For fans of true classical music, Classic Yo-Yo offers collaborations with some of the biggest names in the business, including Itzhak Perlman, Emanuel Ax, Isaac Stern, and the Amsterdam Baroque Orchestra. The latter shines in excerpts from Bach compositions taken off Ma’s masterful Simply Baroque CDs; in a Baroque setting, Ma’s sound is truly without equal, tonally rich, deeply resonant, and infused with more passion than perhaps any Bach recording since Glenn Gould’s transcriptions of the Goldberg Variations. The labors of Ma’s other collaborators are somewhat lost on what, in my opinion, are weak selections. I’ve never been a big fan of Brahms’ lightweight romanticism, and that of his contemporary Gabriel Faure is not much better — even in the hands of Ma, Ax and Stern, neither composer’s work rises much above background music. Dvorak’s “Slavonic Dance in E Minor, No. 2” is more interesting, a peculiarly overwrought Czech version of the gooey romantic sound of late nineteenth century classical, which Ma and Perlman render with witty showmanship.

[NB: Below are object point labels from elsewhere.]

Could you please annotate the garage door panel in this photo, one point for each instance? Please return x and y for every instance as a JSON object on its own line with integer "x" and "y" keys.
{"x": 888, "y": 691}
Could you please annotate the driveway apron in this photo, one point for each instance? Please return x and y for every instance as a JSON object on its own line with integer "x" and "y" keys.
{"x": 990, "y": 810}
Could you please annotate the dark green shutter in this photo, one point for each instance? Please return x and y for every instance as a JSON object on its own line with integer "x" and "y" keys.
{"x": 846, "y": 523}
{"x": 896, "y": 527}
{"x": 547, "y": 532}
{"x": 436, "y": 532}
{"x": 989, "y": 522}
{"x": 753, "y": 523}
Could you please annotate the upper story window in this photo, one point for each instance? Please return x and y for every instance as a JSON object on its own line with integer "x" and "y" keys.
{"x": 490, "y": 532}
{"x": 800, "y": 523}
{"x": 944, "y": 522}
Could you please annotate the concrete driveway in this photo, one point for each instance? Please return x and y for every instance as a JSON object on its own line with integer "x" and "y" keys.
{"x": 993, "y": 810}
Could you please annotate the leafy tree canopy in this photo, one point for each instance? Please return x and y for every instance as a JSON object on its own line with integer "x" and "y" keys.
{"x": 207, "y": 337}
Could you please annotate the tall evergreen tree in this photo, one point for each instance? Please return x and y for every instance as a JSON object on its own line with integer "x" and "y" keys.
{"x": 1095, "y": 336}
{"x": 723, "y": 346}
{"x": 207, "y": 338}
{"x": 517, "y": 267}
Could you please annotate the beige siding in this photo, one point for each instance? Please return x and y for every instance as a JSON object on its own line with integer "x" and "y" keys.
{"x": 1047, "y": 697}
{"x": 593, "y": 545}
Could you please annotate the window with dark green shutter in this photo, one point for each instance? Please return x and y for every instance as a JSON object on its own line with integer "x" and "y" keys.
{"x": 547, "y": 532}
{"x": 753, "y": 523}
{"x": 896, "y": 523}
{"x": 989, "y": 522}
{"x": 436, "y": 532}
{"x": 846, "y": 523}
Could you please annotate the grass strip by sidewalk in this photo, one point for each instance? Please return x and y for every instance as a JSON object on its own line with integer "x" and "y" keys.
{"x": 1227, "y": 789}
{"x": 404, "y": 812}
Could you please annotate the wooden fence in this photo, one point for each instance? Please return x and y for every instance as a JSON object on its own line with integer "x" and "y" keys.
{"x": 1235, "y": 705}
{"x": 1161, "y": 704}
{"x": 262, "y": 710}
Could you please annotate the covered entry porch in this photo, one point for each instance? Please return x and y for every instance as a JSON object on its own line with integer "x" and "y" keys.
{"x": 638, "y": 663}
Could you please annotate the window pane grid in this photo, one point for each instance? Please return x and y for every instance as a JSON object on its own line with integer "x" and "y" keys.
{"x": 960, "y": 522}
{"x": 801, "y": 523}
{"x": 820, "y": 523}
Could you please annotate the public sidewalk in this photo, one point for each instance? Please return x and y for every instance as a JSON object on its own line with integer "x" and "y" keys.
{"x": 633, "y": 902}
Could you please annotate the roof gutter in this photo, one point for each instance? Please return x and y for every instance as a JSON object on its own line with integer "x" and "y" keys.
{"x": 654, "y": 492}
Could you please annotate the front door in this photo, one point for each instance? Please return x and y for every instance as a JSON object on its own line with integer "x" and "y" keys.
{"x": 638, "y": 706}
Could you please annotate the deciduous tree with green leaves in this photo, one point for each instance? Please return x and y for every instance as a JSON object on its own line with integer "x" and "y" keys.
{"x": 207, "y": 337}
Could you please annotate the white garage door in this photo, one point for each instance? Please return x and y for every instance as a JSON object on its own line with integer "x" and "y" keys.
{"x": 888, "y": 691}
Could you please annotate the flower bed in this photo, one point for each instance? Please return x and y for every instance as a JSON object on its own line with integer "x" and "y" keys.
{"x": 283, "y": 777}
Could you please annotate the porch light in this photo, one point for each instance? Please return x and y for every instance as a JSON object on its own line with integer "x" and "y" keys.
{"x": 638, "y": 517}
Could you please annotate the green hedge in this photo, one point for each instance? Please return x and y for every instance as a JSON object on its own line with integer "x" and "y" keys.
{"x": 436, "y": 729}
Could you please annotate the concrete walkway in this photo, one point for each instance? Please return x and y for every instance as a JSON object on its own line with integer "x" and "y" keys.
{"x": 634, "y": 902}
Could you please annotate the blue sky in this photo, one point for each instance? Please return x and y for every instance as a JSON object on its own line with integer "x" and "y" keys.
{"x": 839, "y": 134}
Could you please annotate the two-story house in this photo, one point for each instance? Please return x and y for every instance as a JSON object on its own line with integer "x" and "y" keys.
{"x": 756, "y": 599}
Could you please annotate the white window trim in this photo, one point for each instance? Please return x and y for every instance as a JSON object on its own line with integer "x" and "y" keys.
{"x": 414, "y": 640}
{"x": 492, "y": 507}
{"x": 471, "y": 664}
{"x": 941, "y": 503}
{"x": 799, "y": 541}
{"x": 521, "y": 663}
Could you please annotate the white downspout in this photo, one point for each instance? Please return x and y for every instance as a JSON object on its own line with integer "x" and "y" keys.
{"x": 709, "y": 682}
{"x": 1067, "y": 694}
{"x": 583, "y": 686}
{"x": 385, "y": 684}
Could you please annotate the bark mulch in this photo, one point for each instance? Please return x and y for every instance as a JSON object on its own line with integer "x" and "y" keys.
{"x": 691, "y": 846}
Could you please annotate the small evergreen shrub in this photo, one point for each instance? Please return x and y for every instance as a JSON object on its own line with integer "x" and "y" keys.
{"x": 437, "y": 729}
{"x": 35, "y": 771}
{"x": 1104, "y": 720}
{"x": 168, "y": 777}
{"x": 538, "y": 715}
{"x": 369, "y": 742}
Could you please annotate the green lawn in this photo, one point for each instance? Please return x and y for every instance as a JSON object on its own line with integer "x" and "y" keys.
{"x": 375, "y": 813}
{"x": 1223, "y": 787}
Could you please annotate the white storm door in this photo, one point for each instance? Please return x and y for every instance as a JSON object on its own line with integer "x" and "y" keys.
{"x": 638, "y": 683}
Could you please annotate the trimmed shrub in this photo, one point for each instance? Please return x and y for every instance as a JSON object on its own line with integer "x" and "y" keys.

Perhaps the most impressive thing about Classic Yo-Yo is its internationalism — tracks here represent the work of composers from Germany, Argentina, America, Czechoslovakia, China, France, and Russia. This should come as no surprise, since Ma himself is a rather international figure, a man of Chinese descent born in France and educated in the US. Perhaps this, in addition to his brilliance as a cellist and fearlessness as a stylistic experimenter, is what makes Yo-Yo Ma such an ideal spokesmodel for modern classical music. In his life and work, Ma continues to broaden the scope of classical music far beyond the bounds of the traditional European canon. In fact, it’s probably not even accurate to pigeonhole Ma under the classical rubric — what he performs is simply music, in its purest and most moving forms.